Cost report figures totaling $725,212 for the first half of 2011 and owed to the Centers for Medicaid and Medicare Services (CMS) are on the front burner. The figure, which is interim, is also being questioned. As a Critical Access Hospital (CAH), Williamsburg Regional receives cost-based reimbursement from Medicare. However, the program can backfire depending on many factors that include, of all things, being efficient. “It actually penalizes you for being efficient,” said Hospital CEO Sharon Poston. “The more efficient you are, the more you hold down expenses and increase your revenue - the more money you end up having to pay back.” For example, in 2011, hospital revenues went up 37 percent while expenses went up 8.8 percent.
“If that continues then we will owe every year,” said Kline adding they have applied for a repayment plan. “There’s nothing we can do about it.” Kline also recommended hiring a company to review the cost reports. “After four years of this nonsense we need to engage a different firm, a new set of eyes, and let them see if the last four cost reports were correct.” Kline said the audit would be set on a contingency basis.
In 2004, the hospital converted from Acute Care to its current status.

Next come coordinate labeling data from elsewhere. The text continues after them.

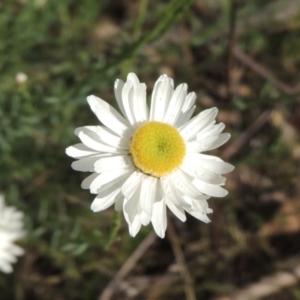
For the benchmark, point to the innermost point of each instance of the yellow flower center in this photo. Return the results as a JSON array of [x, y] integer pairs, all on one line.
[[157, 148]]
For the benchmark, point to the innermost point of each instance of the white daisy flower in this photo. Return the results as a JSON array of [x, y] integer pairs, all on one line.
[[11, 229], [150, 159]]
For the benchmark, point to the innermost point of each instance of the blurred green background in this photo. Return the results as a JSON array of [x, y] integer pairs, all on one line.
[[241, 56]]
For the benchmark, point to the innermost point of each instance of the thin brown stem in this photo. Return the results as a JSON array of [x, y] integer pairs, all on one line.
[[179, 256], [128, 266]]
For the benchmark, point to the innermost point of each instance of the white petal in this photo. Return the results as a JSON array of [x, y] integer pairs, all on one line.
[[201, 206], [93, 141], [101, 203], [185, 117], [131, 184], [184, 185], [159, 218], [148, 191], [161, 96], [111, 118], [119, 202], [134, 227], [112, 163], [109, 138], [79, 150], [178, 211], [170, 190], [199, 122], [176, 104], [85, 129], [107, 179], [223, 138], [200, 216], [133, 78], [145, 219], [210, 189], [131, 205], [119, 84], [211, 130], [86, 183]]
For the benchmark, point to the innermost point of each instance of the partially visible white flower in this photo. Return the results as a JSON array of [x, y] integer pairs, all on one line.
[[151, 159], [11, 229], [21, 77]]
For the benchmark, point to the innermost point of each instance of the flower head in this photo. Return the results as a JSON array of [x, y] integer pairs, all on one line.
[[148, 159], [11, 229]]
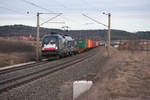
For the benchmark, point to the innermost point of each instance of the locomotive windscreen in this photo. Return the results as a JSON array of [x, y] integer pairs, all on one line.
[[48, 40]]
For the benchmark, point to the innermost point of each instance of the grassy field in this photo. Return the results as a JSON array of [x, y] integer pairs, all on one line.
[[16, 51]]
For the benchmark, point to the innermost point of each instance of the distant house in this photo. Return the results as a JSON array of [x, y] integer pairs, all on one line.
[[25, 37]]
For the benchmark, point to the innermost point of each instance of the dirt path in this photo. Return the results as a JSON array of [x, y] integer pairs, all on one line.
[[126, 76]]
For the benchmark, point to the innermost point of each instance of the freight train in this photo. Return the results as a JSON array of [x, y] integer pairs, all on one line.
[[64, 45]]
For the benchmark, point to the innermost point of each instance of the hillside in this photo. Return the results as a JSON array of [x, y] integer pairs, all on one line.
[[19, 30]]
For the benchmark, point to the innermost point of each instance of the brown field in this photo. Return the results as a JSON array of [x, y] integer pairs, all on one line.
[[16, 51], [125, 76]]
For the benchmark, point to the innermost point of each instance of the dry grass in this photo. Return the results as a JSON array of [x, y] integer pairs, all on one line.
[[125, 77], [15, 51], [8, 46]]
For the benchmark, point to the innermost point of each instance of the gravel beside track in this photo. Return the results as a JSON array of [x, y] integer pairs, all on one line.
[[50, 86]]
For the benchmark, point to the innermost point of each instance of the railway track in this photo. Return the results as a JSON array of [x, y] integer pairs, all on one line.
[[19, 80]]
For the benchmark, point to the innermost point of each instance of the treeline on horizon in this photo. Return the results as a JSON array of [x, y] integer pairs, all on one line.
[[22, 30]]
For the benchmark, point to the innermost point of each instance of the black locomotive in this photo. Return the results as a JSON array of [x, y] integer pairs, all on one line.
[[58, 45]]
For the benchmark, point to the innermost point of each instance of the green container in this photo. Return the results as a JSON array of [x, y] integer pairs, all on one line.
[[82, 43]]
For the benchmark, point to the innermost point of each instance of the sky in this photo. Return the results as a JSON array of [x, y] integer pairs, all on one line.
[[128, 15]]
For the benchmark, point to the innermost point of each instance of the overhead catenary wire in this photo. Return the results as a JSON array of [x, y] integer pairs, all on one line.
[[35, 5], [51, 18], [11, 10], [94, 20]]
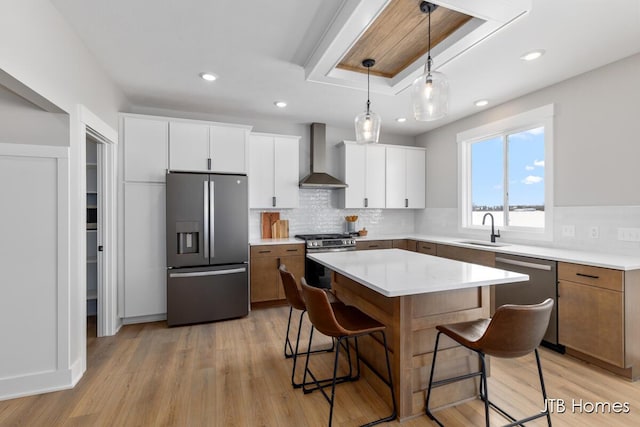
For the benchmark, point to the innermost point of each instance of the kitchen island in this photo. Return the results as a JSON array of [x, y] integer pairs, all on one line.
[[411, 293]]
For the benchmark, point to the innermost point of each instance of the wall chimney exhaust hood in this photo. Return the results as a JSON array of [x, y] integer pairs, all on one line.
[[319, 178]]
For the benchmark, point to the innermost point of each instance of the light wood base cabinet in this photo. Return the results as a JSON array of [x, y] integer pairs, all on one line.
[[598, 316], [265, 279]]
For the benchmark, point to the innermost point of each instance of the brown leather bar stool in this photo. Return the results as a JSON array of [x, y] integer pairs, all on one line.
[[342, 322], [514, 331], [294, 299]]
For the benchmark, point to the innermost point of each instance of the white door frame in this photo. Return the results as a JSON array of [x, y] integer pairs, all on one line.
[[89, 123]]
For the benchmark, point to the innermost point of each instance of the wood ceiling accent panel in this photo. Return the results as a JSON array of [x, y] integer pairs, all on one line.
[[399, 36]]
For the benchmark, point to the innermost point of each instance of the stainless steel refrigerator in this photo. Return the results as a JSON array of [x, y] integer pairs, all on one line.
[[207, 247]]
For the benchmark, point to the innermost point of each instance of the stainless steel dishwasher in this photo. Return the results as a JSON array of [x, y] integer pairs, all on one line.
[[542, 284]]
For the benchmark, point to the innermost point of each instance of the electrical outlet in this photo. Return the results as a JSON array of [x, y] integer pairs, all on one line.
[[629, 234], [568, 231]]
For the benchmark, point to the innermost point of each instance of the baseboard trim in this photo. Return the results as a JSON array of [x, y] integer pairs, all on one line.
[[44, 382], [144, 319]]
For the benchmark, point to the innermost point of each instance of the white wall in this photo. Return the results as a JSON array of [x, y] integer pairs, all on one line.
[[596, 150], [43, 56], [21, 122]]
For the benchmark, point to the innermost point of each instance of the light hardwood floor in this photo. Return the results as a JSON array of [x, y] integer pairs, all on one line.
[[233, 373]]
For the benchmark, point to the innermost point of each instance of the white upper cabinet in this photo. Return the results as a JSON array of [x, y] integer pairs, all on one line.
[[405, 177], [145, 149], [364, 173], [273, 171], [197, 146], [228, 148]]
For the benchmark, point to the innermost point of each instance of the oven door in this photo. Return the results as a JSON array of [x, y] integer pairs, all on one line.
[[317, 274]]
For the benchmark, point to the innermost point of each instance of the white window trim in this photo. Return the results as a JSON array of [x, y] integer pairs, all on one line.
[[542, 116]]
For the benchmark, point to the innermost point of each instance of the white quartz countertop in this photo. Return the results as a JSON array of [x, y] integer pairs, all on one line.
[[287, 241], [395, 272], [596, 259]]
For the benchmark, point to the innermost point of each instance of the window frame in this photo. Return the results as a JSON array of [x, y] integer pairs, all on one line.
[[538, 117]]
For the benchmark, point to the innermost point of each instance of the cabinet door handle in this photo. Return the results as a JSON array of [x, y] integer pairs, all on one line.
[[590, 276]]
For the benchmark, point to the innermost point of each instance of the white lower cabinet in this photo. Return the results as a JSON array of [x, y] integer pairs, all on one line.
[[405, 177], [273, 171], [145, 290]]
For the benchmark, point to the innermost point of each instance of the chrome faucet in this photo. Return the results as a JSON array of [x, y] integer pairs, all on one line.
[[493, 233]]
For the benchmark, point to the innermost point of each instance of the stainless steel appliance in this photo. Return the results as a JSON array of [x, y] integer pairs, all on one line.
[[317, 274], [542, 284], [207, 247]]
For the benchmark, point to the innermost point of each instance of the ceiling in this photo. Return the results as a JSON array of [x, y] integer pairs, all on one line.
[[267, 51]]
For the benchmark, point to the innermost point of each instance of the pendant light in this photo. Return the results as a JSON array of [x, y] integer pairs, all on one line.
[[430, 91], [368, 123]]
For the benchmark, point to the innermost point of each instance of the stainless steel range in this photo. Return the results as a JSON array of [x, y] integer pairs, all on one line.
[[317, 274], [316, 243]]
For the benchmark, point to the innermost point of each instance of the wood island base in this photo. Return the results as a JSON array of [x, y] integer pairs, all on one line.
[[411, 334]]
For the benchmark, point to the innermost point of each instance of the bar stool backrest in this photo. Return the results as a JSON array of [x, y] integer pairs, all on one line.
[[516, 330], [291, 290], [320, 311]]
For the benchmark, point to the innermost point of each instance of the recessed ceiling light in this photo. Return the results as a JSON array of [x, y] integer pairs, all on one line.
[[534, 54], [210, 77]]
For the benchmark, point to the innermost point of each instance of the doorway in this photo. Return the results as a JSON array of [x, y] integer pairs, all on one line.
[[100, 223]]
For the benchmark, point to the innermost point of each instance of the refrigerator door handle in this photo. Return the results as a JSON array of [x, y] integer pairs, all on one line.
[[212, 216], [205, 218], [208, 273]]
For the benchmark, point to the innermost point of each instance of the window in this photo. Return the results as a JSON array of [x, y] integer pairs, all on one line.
[[506, 170]]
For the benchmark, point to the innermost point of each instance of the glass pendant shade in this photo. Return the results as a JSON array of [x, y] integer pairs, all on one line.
[[367, 127], [430, 96], [368, 123]]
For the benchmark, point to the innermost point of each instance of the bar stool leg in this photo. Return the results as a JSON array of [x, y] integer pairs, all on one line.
[[544, 391], [333, 383], [484, 391], [433, 368], [295, 354], [287, 342]]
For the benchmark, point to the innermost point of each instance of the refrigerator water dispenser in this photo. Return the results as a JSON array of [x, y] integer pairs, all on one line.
[[188, 237]]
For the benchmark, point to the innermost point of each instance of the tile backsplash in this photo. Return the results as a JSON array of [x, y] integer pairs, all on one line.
[[317, 214]]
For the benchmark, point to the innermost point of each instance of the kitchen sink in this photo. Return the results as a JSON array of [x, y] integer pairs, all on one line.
[[478, 243]]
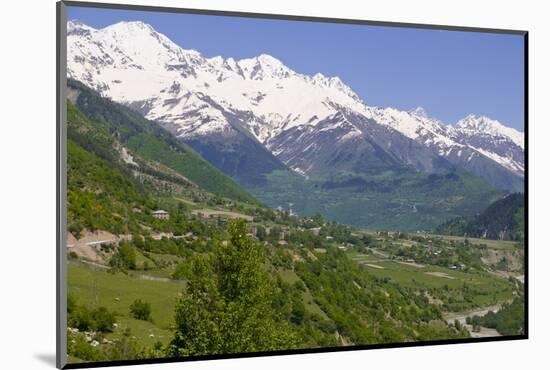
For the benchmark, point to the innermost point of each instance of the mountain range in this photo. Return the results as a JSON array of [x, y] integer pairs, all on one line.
[[256, 118]]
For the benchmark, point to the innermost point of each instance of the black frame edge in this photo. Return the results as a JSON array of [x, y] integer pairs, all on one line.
[[228, 13], [61, 191], [61, 358]]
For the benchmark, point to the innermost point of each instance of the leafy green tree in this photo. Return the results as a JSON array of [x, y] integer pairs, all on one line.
[[227, 306]]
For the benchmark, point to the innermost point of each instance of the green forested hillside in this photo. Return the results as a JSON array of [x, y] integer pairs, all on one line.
[[504, 219], [150, 141], [202, 283], [399, 199]]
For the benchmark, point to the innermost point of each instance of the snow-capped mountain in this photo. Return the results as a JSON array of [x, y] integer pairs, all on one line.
[[228, 108]]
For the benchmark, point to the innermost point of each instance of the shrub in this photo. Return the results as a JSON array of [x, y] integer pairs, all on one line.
[[141, 310]]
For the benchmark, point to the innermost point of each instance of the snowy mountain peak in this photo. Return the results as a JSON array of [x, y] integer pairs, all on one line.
[[75, 27], [486, 125], [419, 112], [196, 97]]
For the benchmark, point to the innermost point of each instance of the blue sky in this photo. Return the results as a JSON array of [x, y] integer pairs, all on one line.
[[449, 73]]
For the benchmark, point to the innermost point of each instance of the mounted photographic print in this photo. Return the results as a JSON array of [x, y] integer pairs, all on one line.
[[235, 184]]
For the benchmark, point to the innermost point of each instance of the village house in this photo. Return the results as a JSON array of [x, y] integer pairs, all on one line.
[[161, 214]]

Whether or not former administrators could have determined payments and set aside monies is not up for debate. “I’m not faulting the administrators. They used what they had to pay what they could pay,” said Poston in reference to paying the bills. “If they had no other cash to pay it, then they used what they had. If you’re in those same shoes, then you’d probably have to do that.” CMS will not close their books until it has reviewed cost reports dating back to 2006 according to Poston.
Kline suggested moving away from its current status. “We’ve got to decide whether we’re prepared to move away from Critical Access, prepare for additional surgery, move to a greater then 4.0 patient length of stay and stop this retrospective settlement.”
There were five Critical Access hospitals in the state. Of those, one has closed and another is having difficulty. He asked the board to at least consider his recommendation. “Congress passed this law to provide these Critical Access hospitals with this haven of cost basis but it’s not working for us.” Poston clarified Kline’s recommendation saying, “We would stay not-for-profit, just not Critical Access.”